Nach dem vorerst gescheiterteten Übernahmeversuch beginnt jetzt die Zerschlagung der verlustreichen Supermarktkette Kaiser's Tengelmann. Potentielle Käufer wurden aufgefordert, ihr Interesse für die über 100 Märkte in Nordrhein-Westfalen zu bekunden.

Eine Tengelmann-Sprecherin sagte dazu am Montag: "Wir beginnen heute." Die ersten Listen mit zum Verkauf stehenden Filialen in Nordrhein-Westfalen wurden inzwischen verschickt.

Tengelmann-Chef Karl-Erivan Haub hatte angekündigt, zunächst Käufer für die Märkte in NRW sowie die Fleischwerke in Viersen, Donauwörth und Perwenitz suchen zu wollen. Die "Verwertungsphase" für die Supermärkte in Bayern und Berlin solle später beginnen, voraussichtlich Anfang 2017.

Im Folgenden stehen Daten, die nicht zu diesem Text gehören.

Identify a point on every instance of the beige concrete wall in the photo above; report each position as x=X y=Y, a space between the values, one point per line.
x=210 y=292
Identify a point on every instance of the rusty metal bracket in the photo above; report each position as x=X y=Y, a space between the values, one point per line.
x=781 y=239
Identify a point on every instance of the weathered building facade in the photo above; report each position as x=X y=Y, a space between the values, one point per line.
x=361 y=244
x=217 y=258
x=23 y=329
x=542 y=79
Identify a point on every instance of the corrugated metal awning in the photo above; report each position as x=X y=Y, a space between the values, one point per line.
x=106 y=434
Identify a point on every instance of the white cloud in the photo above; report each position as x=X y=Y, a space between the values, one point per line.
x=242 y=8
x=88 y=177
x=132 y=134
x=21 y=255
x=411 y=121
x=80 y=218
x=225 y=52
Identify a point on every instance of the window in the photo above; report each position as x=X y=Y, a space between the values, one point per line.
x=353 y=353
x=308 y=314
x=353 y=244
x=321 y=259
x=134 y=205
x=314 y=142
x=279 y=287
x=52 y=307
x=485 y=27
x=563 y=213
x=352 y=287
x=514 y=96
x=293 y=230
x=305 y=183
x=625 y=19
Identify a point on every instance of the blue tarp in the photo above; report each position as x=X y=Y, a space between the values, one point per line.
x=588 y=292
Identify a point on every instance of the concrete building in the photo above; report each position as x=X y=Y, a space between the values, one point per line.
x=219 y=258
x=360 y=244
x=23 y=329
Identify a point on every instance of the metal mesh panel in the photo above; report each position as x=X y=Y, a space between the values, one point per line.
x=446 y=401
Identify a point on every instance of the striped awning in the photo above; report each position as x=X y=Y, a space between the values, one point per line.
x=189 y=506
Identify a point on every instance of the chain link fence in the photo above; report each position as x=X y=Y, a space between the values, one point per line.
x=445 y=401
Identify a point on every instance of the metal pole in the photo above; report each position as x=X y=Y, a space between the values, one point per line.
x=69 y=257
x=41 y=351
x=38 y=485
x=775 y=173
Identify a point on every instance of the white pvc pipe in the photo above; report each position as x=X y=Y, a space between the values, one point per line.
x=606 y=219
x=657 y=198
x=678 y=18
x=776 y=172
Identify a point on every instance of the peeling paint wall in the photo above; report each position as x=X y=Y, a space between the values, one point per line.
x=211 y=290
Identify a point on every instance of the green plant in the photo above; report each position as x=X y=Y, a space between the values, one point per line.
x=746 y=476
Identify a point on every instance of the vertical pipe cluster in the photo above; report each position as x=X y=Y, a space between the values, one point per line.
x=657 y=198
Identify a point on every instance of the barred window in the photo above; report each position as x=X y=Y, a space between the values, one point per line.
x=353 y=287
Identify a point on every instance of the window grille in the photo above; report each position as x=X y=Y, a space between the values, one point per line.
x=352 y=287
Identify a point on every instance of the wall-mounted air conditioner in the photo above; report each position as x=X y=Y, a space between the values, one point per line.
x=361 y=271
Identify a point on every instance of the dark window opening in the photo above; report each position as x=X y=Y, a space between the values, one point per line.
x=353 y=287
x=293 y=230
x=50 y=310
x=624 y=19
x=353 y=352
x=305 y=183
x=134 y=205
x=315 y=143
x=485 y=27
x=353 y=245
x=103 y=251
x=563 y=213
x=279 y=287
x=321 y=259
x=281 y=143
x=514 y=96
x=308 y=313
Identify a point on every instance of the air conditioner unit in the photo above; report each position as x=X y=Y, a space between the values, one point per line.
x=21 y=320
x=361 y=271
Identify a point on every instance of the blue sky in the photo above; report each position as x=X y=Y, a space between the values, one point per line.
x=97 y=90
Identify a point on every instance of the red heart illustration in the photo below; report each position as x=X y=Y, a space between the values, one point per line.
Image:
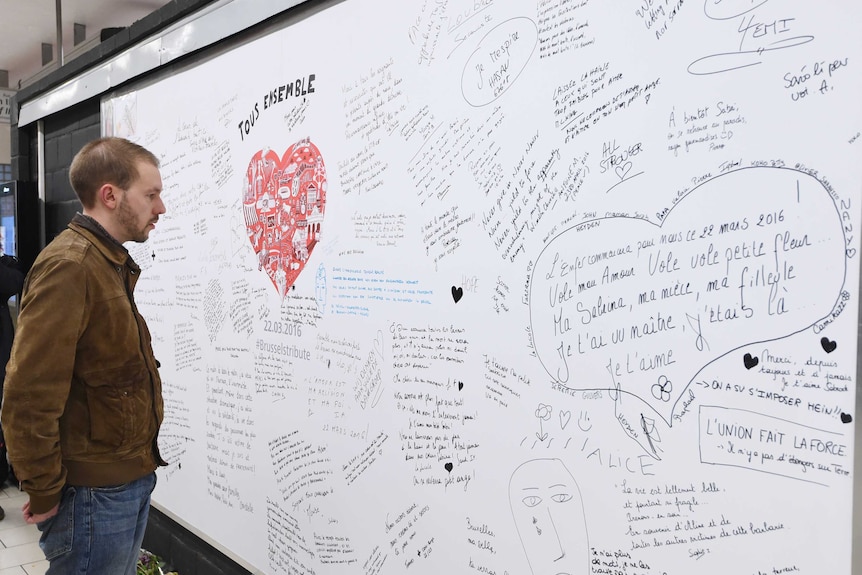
x=283 y=205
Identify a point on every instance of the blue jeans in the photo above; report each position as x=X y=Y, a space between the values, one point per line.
x=98 y=530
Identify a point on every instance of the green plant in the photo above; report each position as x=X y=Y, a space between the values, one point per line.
x=149 y=564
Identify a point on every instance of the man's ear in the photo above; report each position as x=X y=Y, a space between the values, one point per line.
x=108 y=195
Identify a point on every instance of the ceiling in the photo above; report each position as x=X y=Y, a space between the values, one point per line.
x=26 y=24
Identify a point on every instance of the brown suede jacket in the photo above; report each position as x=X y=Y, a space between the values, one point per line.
x=83 y=399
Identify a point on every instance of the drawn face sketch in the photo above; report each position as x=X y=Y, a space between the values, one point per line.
x=549 y=514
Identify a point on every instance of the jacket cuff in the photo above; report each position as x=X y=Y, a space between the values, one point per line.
x=43 y=503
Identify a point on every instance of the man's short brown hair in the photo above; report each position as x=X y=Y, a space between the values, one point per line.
x=106 y=161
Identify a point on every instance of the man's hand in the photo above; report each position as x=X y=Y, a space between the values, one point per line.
x=38 y=517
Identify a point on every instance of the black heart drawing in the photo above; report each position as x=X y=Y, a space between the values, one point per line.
x=749 y=361
x=457 y=293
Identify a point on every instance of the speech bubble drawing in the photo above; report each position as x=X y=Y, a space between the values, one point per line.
x=621 y=304
x=498 y=60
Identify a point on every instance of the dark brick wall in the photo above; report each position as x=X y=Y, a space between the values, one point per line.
x=183 y=551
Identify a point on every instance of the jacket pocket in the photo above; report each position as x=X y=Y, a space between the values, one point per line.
x=119 y=401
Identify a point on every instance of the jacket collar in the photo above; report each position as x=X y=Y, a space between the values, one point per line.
x=113 y=250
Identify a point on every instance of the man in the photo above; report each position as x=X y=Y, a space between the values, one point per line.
x=83 y=401
x=11 y=283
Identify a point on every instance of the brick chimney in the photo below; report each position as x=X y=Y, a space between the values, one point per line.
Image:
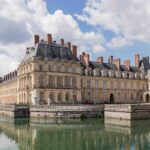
x=49 y=38
x=137 y=60
x=85 y=58
x=117 y=63
x=36 y=39
x=111 y=59
x=127 y=64
x=100 y=59
x=74 y=51
x=68 y=44
x=62 y=41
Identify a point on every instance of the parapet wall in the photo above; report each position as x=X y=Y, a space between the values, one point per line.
x=127 y=111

Zugleich wolle er aber weiter daran arbeiten, den eigentlich geplanten Verkauf an Branchenprimus Edeka doch noch möglich zu machen. Dieser wird durch Klagen der Konkurrenten Rewe, Norma und Markant blockiert.

15.000 Jobs in Gefahr

Haub zufolge stehen im Fall einer Zerschlagung rund 8000 der über 15.000 Arbeitsplätze auf der Kippe. Interesse an den Kaiser's-Tengelmann-Filialen hatten unter anderem Rewe und Edeka angemeldet.

Auch der Handelsverband Markant will sich einen Teil sichern: Markant bestätige ein "hohes Interesse an einer Übernahme von Filialen durch Handelspartner", sagte ein Sprecher. Insidern zufolge hat auch die Signa Holding von Karstadt-Eigner Rene Benko ihre Fühler nach Teilen der Kette ausgestreckt.

Merkel für Gespräche

Bundeskanzlerin Angela Merkel forderte derweil weitere Gespräche zur Rettung der Arbeitsplätze von Kaiser's Tengelmann. Die beteiligten Unternehmen sollten nichts unversucht lassen, doch noch eine Einigung zu finden, sagte Regierungssprecher Steffen Seibert.

Ein Sprecher von Bundeswirtschaftsminister Sigmar Gabriel verwies auf Äußerungen des SPD-Chefs vom Freitag, wonach sich die Beteiligten wieder an einen Tisch setzen sollten. Es gebe nach wie vor Lösungsmöglichkeiten, die von der Ministererlaubnis gedeckt seien, sagte der Sprecher, ohne konkreter zu werden.

Die Frage eines Schlichters müsse zunächst von den Beteiligten selbst geklärt werden. Rewe-Chef Alain Caparros hat Gabriel als Schlichter ins Gespräch gebracht. Der Minister reagierte darauf zurückhaltend.

Gabriel hatte ein Verbot des Bundeskartellamts zur Übernahme der Kette durch Edeka überstimmt. Dagegen hatte unter anderem der Konkurrent Rewe geklagt und Recht bekommen. Ein Spitzengespräch aller beteiligten Unternehmen war am Donnerstag gescheitert.